DII flows into equity #World Research Awards

 



It is a pleasure to return to this Committee for our regular dialogueLet me start with a solemn reminder that this week marks four years since Russia launched its unjustified aggression against Ukraine. Our thoughts are with the Ukrainian people, who continue to endure immense suffering, and we stand in full solidarity with all those affected by this war.

The euro area has faced an exceptionally challenging environment over recent years, with high inflation affecting both households and firms.

We can now see, however, that our efforts to bring inflation down have been effective. Inflation has fallen markedly from its peak of 10.6% in October 2022. It fluctuated in a narrow range around 2% in the second half of last year and stood at 1.7% in January. The ECB’s decisive monetary policy response played a crucial role in bringing inflation back to target.

However, even though inflation has declined, surveys show that many citizens still perceive prices to be rising faster than the official data suggest.

This gap between measured and perceived inflation is not merely a statistical curiosity – it is a historical and global regularity. And it has implications for economic decisions and for trust in institutions – trust that helps anchor inflation expectations.
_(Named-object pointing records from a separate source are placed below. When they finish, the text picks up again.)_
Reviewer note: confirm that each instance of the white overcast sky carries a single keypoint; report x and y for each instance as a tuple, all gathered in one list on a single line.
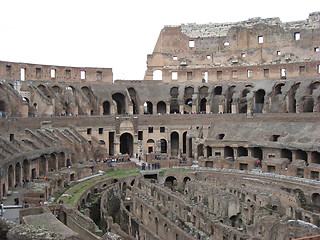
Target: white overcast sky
[(117, 34)]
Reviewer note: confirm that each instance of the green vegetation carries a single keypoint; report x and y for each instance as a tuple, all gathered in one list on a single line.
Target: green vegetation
[(73, 193)]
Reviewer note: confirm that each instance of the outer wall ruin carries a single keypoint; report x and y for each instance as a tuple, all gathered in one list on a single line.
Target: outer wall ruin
[(233, 107)]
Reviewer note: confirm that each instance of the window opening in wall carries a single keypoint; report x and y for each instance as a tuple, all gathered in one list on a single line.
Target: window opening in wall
[(174, 75), (68, 73), (38, 72), (297, 36), (157, 74), (204, 77), (52, 73), (82, 75), (99, 75), (219, 74), (8, 70), (283, 73), (234, 74), (274, 138), (140, 135), (302, 69), (189, 75), (22, 74), (191, 43)]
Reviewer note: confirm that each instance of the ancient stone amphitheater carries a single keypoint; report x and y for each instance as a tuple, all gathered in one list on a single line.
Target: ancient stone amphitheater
[(220, 140)]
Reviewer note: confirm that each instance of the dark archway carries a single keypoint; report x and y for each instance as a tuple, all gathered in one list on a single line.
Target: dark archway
[(120, 100), (106, 108), (259, 101), (161, 107), (126, 143), (174, 137)]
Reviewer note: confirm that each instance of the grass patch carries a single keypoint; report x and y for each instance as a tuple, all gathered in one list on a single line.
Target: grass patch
[(78, 189)]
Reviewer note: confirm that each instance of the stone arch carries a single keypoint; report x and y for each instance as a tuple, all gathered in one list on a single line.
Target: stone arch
[(174, 138), (157, 74), (148, 108), (161, 107), (61, 160), (203, 105), (150, 145), (228, 152), (10, 177), (170, 181), (120, 100), (134, 100), (26, 169), (257, 153), (163, 145), (242, 152), (18, 173), (126, 143), (259, 101), (306, 104), (315, 157), (286, 153), (184, 142), (302, 155), (106, 108), (42, 165)]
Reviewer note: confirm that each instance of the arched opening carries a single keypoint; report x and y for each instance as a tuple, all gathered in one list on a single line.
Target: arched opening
[(120, 100), (315, 157), (148, 108), (42, 165), (10, 177), (259, 101), (200, 150), (157, 74), (184, 143), (126, 143), (106, 108), (18, 173), (150, 145), (174, 138), (257, 153), (163, 147), (300, 154), (161, 107), (170, 182), (315, 198), (307, 104), (203, 104), (3, 108), (26, 169), (242, 152), (228, 152), (286, 153), (133, 97)]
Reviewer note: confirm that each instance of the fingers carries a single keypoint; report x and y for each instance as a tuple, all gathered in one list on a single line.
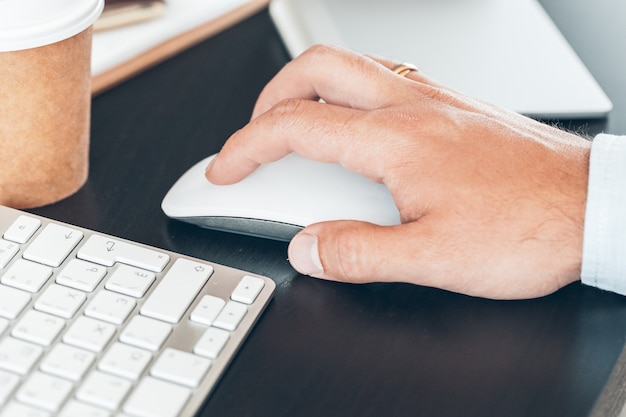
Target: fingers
[(333, 74), (346, 251), (315, 130), (416, 253)]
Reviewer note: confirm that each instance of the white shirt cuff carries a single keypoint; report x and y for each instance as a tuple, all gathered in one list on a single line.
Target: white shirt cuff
[(604, 242)]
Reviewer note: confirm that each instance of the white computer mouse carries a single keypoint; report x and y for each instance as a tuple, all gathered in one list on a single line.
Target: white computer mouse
[(279, 199)]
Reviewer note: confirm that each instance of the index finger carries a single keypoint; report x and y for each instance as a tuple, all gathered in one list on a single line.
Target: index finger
[(336, 75)]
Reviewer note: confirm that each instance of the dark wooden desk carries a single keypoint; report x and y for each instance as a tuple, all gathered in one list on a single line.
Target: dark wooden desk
[(323, 348)]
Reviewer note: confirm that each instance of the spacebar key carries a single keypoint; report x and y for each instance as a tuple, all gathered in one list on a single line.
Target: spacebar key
[(106, 251), (177, 290)]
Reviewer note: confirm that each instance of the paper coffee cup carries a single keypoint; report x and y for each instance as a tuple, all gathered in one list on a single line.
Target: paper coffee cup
[(45, 98)]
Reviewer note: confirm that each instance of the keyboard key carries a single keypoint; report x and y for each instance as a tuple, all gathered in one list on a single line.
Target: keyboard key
[(14, 409), (103, 390), (22, 229), (53, 245), (247, 290), (211, 343), (146, 333), (38, 327), (44, 391), (130, 280), (81, 275), (178, 288), (207, 310), (90, 334), (107, 251), (183, 368), (60, 301), (67, 362), (7, 251), (8, 383), (111, 307), (77, 409), (26, 275), (126, 361), (12, 301), (18, 356), (156, 398), (231, 316)]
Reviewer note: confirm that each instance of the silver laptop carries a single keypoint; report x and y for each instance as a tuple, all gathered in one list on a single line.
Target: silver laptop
[(508, 52)]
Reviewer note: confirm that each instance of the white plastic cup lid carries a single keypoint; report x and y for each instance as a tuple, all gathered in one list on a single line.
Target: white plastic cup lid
[(26, 24)]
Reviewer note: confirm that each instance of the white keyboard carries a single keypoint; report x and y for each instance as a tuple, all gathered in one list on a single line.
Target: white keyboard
[(93, 325)]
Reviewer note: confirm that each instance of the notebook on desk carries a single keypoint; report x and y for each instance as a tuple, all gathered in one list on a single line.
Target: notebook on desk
[(125, 51), (508, 52)]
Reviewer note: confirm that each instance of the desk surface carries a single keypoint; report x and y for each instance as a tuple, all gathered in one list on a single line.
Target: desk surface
[(324, 348)]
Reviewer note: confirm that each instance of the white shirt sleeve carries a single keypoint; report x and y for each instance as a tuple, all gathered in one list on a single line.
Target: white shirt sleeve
[(604, 242)]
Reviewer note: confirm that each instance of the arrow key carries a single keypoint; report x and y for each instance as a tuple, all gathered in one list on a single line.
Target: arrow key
[(53, 245)]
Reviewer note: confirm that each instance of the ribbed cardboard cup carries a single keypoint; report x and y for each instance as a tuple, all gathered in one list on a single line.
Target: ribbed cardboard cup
[(45, 105)]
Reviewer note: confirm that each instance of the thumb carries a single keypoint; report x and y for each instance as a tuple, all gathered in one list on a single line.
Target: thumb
[(349, 251)]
Today’s discussion is therefore timely and relevant. Before turning to the topic of inflation perceptions, I will start by outlining our assessment of the euro area economy and our monetary policy stance.
The euro area outlook and the ECB’s monetary policy

The economy is estimated to have grown by 0.3% in the fourth quarter of last year and by 1.5% in 2025 as a whole – better than what was projected for 2025 at the start of that year.

Growth in the fourth quarter was primarily driven by domestic demand, with services activity – especially in the information and communication sector – playing a key role. Manufacturing has been weaker, but overall still resilient to the impact of higher tariffs and geopolitical uncertainty, while construction is gradually gaining momentum.

In the period ahead, activity is expected to be supported by rising labour income amid a resilient labour market, as well as investment in defence, infrastructure and digital technologies. At the same time, the trade environment remains challenging owing to higher tariffs, a stronger euro and a persistently volatile global policy environment.

Inflation declined to 1.7% in January, from 2.0% in December, owing to lower energy and services inflation. Core inflation – excluding energy and food – eased to 2.2%, after 2.3% in December.

With inflation lower than nominal wage growth, real wages – wages that are adjusted for inflation – have not only recovered but have on average risen above levels seen in early 2021. Wage growth remains elevated but has eased gradually and is expected to continue to moderate to around 3% in the medium term.

We continue to expect inflation to stabilise at our 2% target in the medium term. We therefore decided to keep the three key ECB interest rates unchanged at our monetary policy meeting earlier this month.

Looking ahead, we will continue to follow a data-dependent and meeting-by-meeting approach to determining the appropriate monetary policy stance. In particular, our interest rate decisions will be based on our assessment of the inflation outlook and the risks surrounding it, in light of the incoming economic and financial data, as well as the dynamics of underlying inflation and the strength of monetary policy transmission. We are not pre-committing to a particular interest rate path.
The divergence between actual and perceived inflation

Let me now turn to your chosen topic – the divergence between actual and perceived inflation – and why it matters for our mandate.

Inflation perceptions describe people’s beliefs about recent price changes. While these perceptions tend to move with measured inflation, they are typically higher.[1] This is a global phenomenon and is not unique to the euro area.[2]

Since the launch of the ECB’s Consumer Expectations Survey in April 2020, perceived inflation in the euro area has, on average, exceeded measured inflation by 1.2 percentage points. Inflation perceptions increased in 2021 and 2022, in line with measured inflation, and have since declined substantially.[5]

Inflation perceptions matter for three reasons.

First, perceptions directly influence economic behaviour. When people believe prices are rising faster, they may adjust their consumption and saving decisions, as well as their wage demands, in response. This, in turn, can affect aggregate economic activity and inflation dynamics.

Second, perceptions of current inflation shape expectations about future inflation.[6] We monitor these expectations closely for any signs of a sustained deviation from our 2% medium-term target.